Italy's incoming Prime Minister Mario Monti named a new technocrat cabinet on Wednesday after being confirmed in office by President Giorgio Napolitano. He will present his policy platform in the Senate on Thursday.

Here are some early reactions to the new government:


The new Monti government includes ministers of high-standing, technocrats. There are no political ministers. This could be a weakness but we will see with the start of their work if there is support and clear agreement from the parliament. I expect there will be this support. The new government will be able to use its initial phase to draft measures immediately.

The measures that help are clear: they are those identified in the letter from the ECB in August and in part taken up in the letter sent to (Italy's) European partners. The primary need is to remove opposition to some of the measures and to implement them.

The government ought to take measures ... on capital and pension reform. On the pensions front, the appointment of Elsa Fornero at the welfare ministry is a guarantee. Fornero is one of the top experts on pensions.

The fact that the premier will also be economy minister is a positive factor: the focus of the government's action will be on the economy and finance and it is important the prime minister is directly responsible for all this area.

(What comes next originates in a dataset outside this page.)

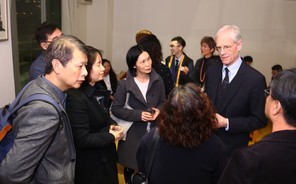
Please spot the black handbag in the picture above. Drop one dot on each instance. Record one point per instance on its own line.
(139, 177)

The cabinet is made up partly of people Monti knows well and trusts and partly of people who have probably been suggested to him by President Napolitano as being credible in implementing what the government decides.

It's interesting that Monti has kept the economy ministry for himself. He obviously wants to be in control of what is clearly the most critical area.

(New Industry and Infrastructure Minister) Corrado Passera clearly has political leanings (he is considered close to the centre-left) but more important is that he has been a CEO, so he is someone who can make things happen. That is very welcome.

The only question for Italy is: 'is it too late?'


Mario Monti has kept the economy ministry for himself as expected. The list of ministers is perhaps a little longer than markets had expected but it seems to me that there is good mix of specialties.

A majority of names are academics with undeniable experience in their respective sectors.

I think that the choice of Passera as Industry and Infrastructure Minister is important considering the crisis originated in the financial sector.

Another important name is that of Piero Giarda, who has been undersecretary in the past and is an expert on public finances.

The new prime minister however hasn't given anything away on the programme.